Advisors and distributors can communicate this as a sign of disciplined fund management rather than underperformance. By holding back selective deployment, mutual funds are ensuring that investor money is invested responsibly, especially in a market where valuations are above historical averages.
Broader Market Context
India’s equity markets have seen strong inflows through Systematic Investment Plans (SIPs), consistent retail participation, and improving corporate earnings. However, global factors such as fluctuating crude oil prices, geopolitical tensions, and shifting central bank policies continue to pose near-term risks.

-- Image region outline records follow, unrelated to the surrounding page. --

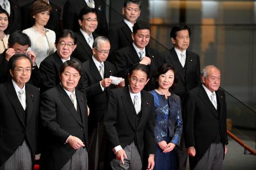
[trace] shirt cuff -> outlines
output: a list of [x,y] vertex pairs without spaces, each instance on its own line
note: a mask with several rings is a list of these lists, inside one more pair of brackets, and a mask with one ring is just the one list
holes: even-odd
[[122,146],[121,146],[121,145],[118,145],[118,146],[115,147],[114,148],[113,148],[112,149],[112,150],[113,151],[114,153],[115,154],[119,150],[121,150],[123,148],[122,148]]
[[103,87],[103,86],[101,86],[101,82],[100,82],[100,85],[101,86],[101,89],[102,90],[102,91],[104,91],[104,87]]
[[66,140],[66,142],[65,142],[64,144],[68,143],[68,139],[69,139],[70,137],[71,137],[71,135],[69,135],[69,136],[68,137],[68,139],[67,139],[67,140]]

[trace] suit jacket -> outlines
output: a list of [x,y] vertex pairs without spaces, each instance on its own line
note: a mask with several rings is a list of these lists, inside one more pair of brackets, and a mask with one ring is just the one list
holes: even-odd
[[39,90],[28,83],[25,86],[27,116],[24,117],[11,80],[0,84],[0,167],[24,140],[34,160],[38,136]]
[[[30,15],[30,7],[34,2],[25,4],[21,7],[21,14],[22,18],[22,29],[31,27],[35,23],[35,19]],[[50,11],[50,18],[45,26],[49,29],[53,31],[55,33],[59,32],[61,29],[60,14],[61,10],[59,7],[50,2],[52,9]]]
[[[76,60],[71,56],[71,60]],[[44,92],[59,84],[60,69],[63,63],[57,52],[46,57],[40,65],[39,70],[42,76],[40,92]]]
[[[107,36],[108,26],[106,18],[106,5],[101,0],[94,0],[97,16],[98,19],[98,27],[95,33]],[[79,31],[79,15],[82,8],[88,5],[84,0],[68,0],[64,5],[63,9],[63,27],[74,32]]]
[[[76,35],[77,38],[77,46],[72,53],[72,56],[83,62],[92,58],[92,50],[80,31],[76,32]],[[93,36],[95,40],[98,35],[93,33]]]
[[60,84],[42,94],[40,113],[45,134],[42,169],[60,169],[76,152],[68,143],[69,135],[80,138],[88,149],[88,116],[85,95],[76,90],[77,109]]
[[109,40],[111,52],[108,60],[114,63],[115,51],[133,43],[131,33],[131,29],[123,20],[109,28]]
[[[0,54],[0,83],[6,82],[11,78],[9,71],[9,62],[5,59],[6,50],[7,49]],[[41,83],[41,75],[37,66],[32,69],[30,79],[28,83],[39,87]]]
[[218,134],[223,144],[228,144],[225,93],[220,89],[215,92],[219,113],[202,86],[188,93],[184,113],[185,143],[187,147],[194,146],[196,152],[196,156],[191,158],[192,167],[201,159],[210,144],[214,142]]
[[129,87],[110,90],[104,125],[111,148],[118,145],[123,148],[134,141],[143,162],[143,158],[147,160],[149,154],[155,152],[155,111],[153,96],[148,92],[141,91],[141,117],[136,127],[135,111]]
[[186,70],[184,76],[183,67],[174,48],[162,53],[160,55],[164,63],[172,65],[175,69],[178,82],[173,92],[180,97],[183,104],[186,93],[201,83],[199,56],[188,50],[186,50]]
[[[102,78],[92,58],[84,62],[82,68],[82,76],[80,79],[82,81],[82,88],[81,91],[86,94],[90,112],[89,118],[93,123],[99,122],[106,112],[108,92],[115,86],[111,84],[102,91],[100,84]],[[104,78],[114,76],[115,73],[114,66],[108,61],[104,62]]]
[[[159,53],[149,47],[146,47],[146,56],[150,58],[151,60],[149,66],[150,71],[148,76],[151,79],[155,71],[163,63],[163,61]],[[133,65],[139,62],[139,56],[132,44],[116,52],[115,65],[117,75],[126,79],[126,84],[128,84],[127,74],[130,67]],[[152,84],[151,81],[150,80],[144,89],[146,91],[150,91],[155,89],[155,87]]]
[[9,0],[10,6],[11,14],[9,16],[8,28],[6,34],[10,34],[16,30],[20,30],[22,28],[22,18],[20,7],[13,1]]

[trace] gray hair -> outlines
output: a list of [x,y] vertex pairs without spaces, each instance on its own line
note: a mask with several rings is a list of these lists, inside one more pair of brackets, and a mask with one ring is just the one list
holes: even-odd
[[98,44],[101,42],[108,42],[109,43],[110,43],[109,40],[107,37],[104,36],[98,36],[96,38],[94,41],[93,41],[93,48],[98,49]]

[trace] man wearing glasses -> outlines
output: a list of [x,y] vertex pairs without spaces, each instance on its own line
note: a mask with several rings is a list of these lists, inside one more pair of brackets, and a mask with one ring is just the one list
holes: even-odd
[[31,58],[33,63],[31,79],[28,83],[39,87],[41,77],[35,63],[36,55],[33,52],[28,50],[31,45],[28,36],[20,31],[16,31],[10,35],[8,39],[8,49],[0,54],[0,83],[11,79],[9,66],[10,59],[15,54],[24,53]]
[[24,54],[9,61],[11,79],[0,84],[0,169],[32,169],[38,141],[39,90],[27,83],[32,61]]
[[[110,49],[109,40],[97,37],[93,42],[93,56],[82,65],[82,86],[81,91],[86,94],[90,113],[89,116],[88,151],[89,169],[106,169],[104,168],[106,135],[103,126],[103,117],[106,112],[107,96],[115,87],[110,76],[115,75],[114,65],[106,61]],[[118,84],[125,86],[125,79]]]
[[92,58],[92,45],[95,38],[98,36],[93,33],[98,26],[96,11],[95,8],[86,7],[79,14],[80,29],[76,33],[77,44],[72,56],[81,62]]
[[55,46],[57,50],[46,57],[40,65],[42,80],[40,92],[59,84],[60,67],[67,60],[76,60],[71,56],[76,48],[76,36],[73,31],[61,31],[56,36]]
[[145,65],[134,65],[129,70],[129,86],[109,91],[104,125],[112,150],[113,169],[154,168],[154,99],[143,90],[149,81],[148,73]]

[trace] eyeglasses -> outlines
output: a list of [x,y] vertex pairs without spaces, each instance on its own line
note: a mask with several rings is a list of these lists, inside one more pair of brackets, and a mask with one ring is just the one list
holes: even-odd
[[65,45],[67,45],[68,48],[71,48],[74,45],[74,44],[73,44],[71,42],[65,42],[64,41],[61,41],[59,42],[59,44],[60,44],[60,46],[64,47]]
[[21,73],[23,73],[24,71],[25,71],[26,73],[31,73],[31,71],[32,71],[31,68],[26,68],[26,69],[19,68],[19,69],[14,69],[14,70],[15,70],[16,71],[17,71],[19,74],[21,74]]
[[144,84],[146,83],[146,80],[143,80],[143,79],[138,80],[137,78],[135,78],[135,77],[131,77],[131,80],[134,83],[136,83],[137,82],[138,82],[140,85],[142,85],[142,84]]
[[101,50],[101,51],[100,51],[100,50],[97,50],[96,48],[93,48],[93,49],[95,49],[96,51],[99,52],[100,53],[101,53],[101,54],[102,54],[102,55],[104,55],[105,54],[109,54],[109,51],[110,50]]
[[86,21],[88,21],[88,22],[97,22],[98,20],[97,19],[92,19],[92,18],[83,18],[82,20],[85,20]]

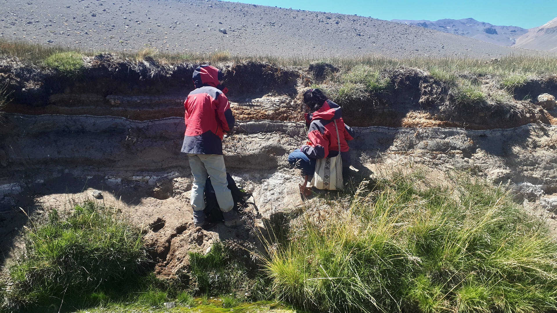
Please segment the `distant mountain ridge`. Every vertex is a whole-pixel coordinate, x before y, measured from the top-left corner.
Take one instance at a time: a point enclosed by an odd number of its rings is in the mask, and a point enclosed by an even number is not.
[[[557,52],[557,17],[528,31],[513,47]]]
[[[435,21],[392,19],[391,22],[463,36],[507,47],[515,45],[518,38],[528,33],[529,31],[517,26],[502,26],[478,22],[471,18],[462,19],[444,18]]]

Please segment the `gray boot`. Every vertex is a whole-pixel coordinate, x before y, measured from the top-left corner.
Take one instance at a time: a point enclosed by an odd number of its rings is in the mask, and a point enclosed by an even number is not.
[[[227,212],[222,212],[222,216],[224,218],[224,226],[229,228],[235,228],[236,226],[244,224],[244,221],[240,218],[236,210],[232,209]]]
[[[193,211],[193,225],[201,227],[205,224],[205,211],[199,210]]]

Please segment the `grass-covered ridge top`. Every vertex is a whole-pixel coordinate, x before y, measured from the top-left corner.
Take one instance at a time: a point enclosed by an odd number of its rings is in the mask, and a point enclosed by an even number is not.
[[[184,61],[192,63],[216,63],[231,61],[240,63],[248,61],[268,62],[281,66],[307,67],[317,62],[341,65],[351,69],[358,65],[369,66],[374,69],[399,66],[417,67],[426,70],[458,72],[468,71],[476,74],[508,75],[520,73],[525,75],[557,74],[557,56],[531,56],[510,55],[502,57],[497,61],[485,59],[462,57],[428,58],[414,57],[395,58],[380,56],[358,56],[353,57],[291,57],[272,56],[234,56],[227,51],[199,54],[169,53],[159,51],[153,48],[146,48],[134,52],[114,51],[92,51],[71,49],[59,46],[42,46],[19,41],[0,39],[0,55],[15,56],[21,60],[34,63],[41,63],[56,53],[75,52],[85,56],[94,56],[99,53],[113,53],[130,60],[143,61],[151,59],[162,63],[175,63]]]
[[[502,187],[395,173],[311,209],[270,250],[280,299],[315,312],[546,312],[557,244]]]
[[[13,73],[0,77],[0,85],[13,91],[13,100],[5,109],[11,113],[92,113],[139,120],[179,116],[183,113],[177,105],[152,104],[148,99],[137,104],[127,98],[185,93],[194,89],[194,69],[208,63],[222,70],[228,96],[238,104],[233,107],[238,120],[301,121],[299,96],[312,87],[340,105],[343,118],[354,126],[486,129],[557,124],[544,111],[550,105],[543,107],[537,101],[542,94],[557,94],[557,57],[312,58],[237,56],[227,51],[170,54],[152,48],[80,52],[1,40],[0,53],[0,70]],[[79,96],[84,94],[87,96]],[[290,104],[262,110],[249,103],[267,96],[287,97],[281,101]],[[77,102],[76,97],[81,99]],[[91,105],[97,109],[86,109]]]

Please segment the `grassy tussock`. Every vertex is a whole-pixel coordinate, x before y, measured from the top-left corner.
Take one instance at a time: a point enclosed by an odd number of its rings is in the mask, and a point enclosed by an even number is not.
[[[83,55],[73,51],[52,55],[46,58],[45,64],[58,70],[62,75],[70,78],[79,77],[85,67],[83,62]]]
[[[147,50],[153,49],[148,47]],[[42,46],[20,41],[0,39],[0,55],[16,56],[31,61],[42,61],[52,55],[68,51],[79,52],[87,56],[93,56],[100,53],[113,53],[130,60],[135,58],[140,54],[138,52],[81,51],[61,46]],[[408,66],[422,69],[430,72],[433,71],[438,73],[468,72],[473,75],[480,76],[486,74],[508,76],[515,74],[528,76],[557,74],[557,57],[527,55],[511,55],[502,57],[498,62],[487,62],[483,59],[464,57],[414,57],[399,59],[377,56],[326,58],[300,56],[289,57],[232,56],[229,52],[226,51],[216,51],[211,53],[163,52],[158,53],[156,56],[153,56],[153,57],[155,61],[163,63],[175,63],[184,61],[196,63],[208,62],[215,63],[224,61],[239,63],[253,61],[268,62],[280,66],[298,66],[306,68],[312,63],[326,63],[334,64],[344,67],[348,70],[356,66],[362,66],[376,71],[380,71],[385,69]]]
[[[141,237],[121,213],[94,202],[53,210],[25,233],[26,251],[9,268],[11,295],[38,305],[52,297],[101,299],[138,281],[147,261]]]
[[[233,296],[228,297],[229,302],[232,299],[267,300],[268,282],[261,273],[248,270],[249,261],[241,256],[245,253],[243,250],[234,253],[219,242],[206,255],[190,252],[190,291],[197,295]]]
[[[555,310],[557,245],[504,188],[397,174],[351,200],[324,220],[302,214],[270,250],[279,299],[321,312]]]

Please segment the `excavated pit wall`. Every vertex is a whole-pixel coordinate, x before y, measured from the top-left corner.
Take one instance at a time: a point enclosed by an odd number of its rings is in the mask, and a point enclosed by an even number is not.
[[[92,199],[92,189],[128,208],[134,222],[147,227],[155,271],[162,277],[183,268],[192,249],[205,251],[216,240],[253,240],[246,232],[193,227],[188,208],[191,173],[180,152],[184,128],[179,118],[8,115],[0,128],[0,248],[9,251],[26,222],[19,208],[33,214],[65,205],[69,197]],[[432,172],[469,170],[516,184],[530,198],[557,191],[556,126],[354,130],[353,166],[364,175],[381,167],[420,164]],[[303,123],[257,120],[240,122],[224,140],[228,170],[253,192],[263,218],[303,205],[301,177],[289,168],[286,157],[306,139]]]
[[[188,251],[206,251],[216,240],[252,241],[241,229],[202,229],[192,223],[180,116],[194,65],[132,64],[111,56],[87,62],[86,79],[72,81],[0,60],[0,83],[14,91],[0,124],[3,255],[27,221],[19,208],[31,215],[45,207],[71,207],[91,199],[94,190],[145,227],[155,272],[162,277],[186,265]],[[286,157],[306,140],[299,98],[318,75],[311,66],[222,67],[238,121],[224,141],[228,171],[253,193],[263,219],[305,205],[297,187],[302,178]],[[555,109],[521,100],[502,109],[455,106],[443,84],[427,72],[401,67],[390,79],[388,92],[343,106],[347,123],[361,126],[354,128],[356,136],[349,143],[356,175],[418,165],[442,182],[443,173],[468,171],[516,185],[518,195],[549,199],[546,206],[557,208],[557,198],[548,198],[557,191]],[[554,75],[534,77],[516,96],[554,94],[556,82]]]
[[[129,182],[146,195],[164,198],[173,194],[167,186],[172,180],[190,176],[187,158],[180,152],[182,118],[139,121],[113,116],[11,114],[4,123],[0,130],[0,202],[4,207],[18,204],[9,190],[45,185],[58,177],[89,177],[89,184],[114,192],[125,189],[121,186]],[[404,158],[431,167],[471,170],[495,183],[553,188],[557,182],[557,129],[553,125],[490,130],[354,129],[356,138],[350,145],[356,168]],[[224,141],[227,166],[246,179],[265,179],[286,168],[286,156],[305,138],[302,123],[240,122]],[[164,188],[166,192],[160,191]]]

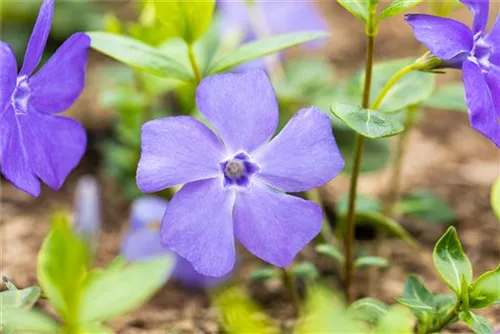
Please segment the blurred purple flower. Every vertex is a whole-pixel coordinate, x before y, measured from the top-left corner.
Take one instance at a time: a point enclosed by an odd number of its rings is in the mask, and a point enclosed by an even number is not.
[[[161,246],[159,228],[167,205],[166,200],[153,196],[134,201],[130,214],[130,229],[122,239],[122,255],[128,261],[171,255],[176,261],[172,276],[189,287],[212,287],[227,278],[204,276],[195,271],[189,262]]]
[[[90,39],[72,35],[34,75],[47,42],[54,1],[44,0],[19,74],[11,47],[0,42],[0,161],[17,188],[40,194],[41,179],[58,190],[86,146],[83,127],[54,114],[68,109],[84,87]]]
[[[235,236],[257,257],[288,266],[319,233],[323,214],[282,191],[318,187],[344,167],[330,119],[315,107],[300,110],[269,141],[278,103],[261,70],[208,77],[196,102],[220,137],[186,116],[142,127],[139,188],[184,184],[162,219],[162,245],[209,276],[233,268]]]
[[[406,20],[445,67],[462,69],[470,123],[500,147],[500,15],[487,34],[489,1],[460,1],[474,13],[472,31],[443,17],[413,14]]]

In this environment, fund houses are rightly focusing on capital preservation, strategic deployment, and liquidity management. The high cash positions reflect prudence, not pessimism suggesting that mutual funds are prepared to act decisively when valuations turn more attractive.
Outlook
Going forward, mutual fund cash positions could trend lower if market valuations stabilise and earnings growth remains robust. A potential pick-up in domestic investment activity, government spending, and festive demand could also encourage more deployment in equities.
For now, the message is clear: fund managers are staying patient and disciplined, prioritising liquidity and risk management to safeguard investor wealth amid an evolving global and domestic landscape.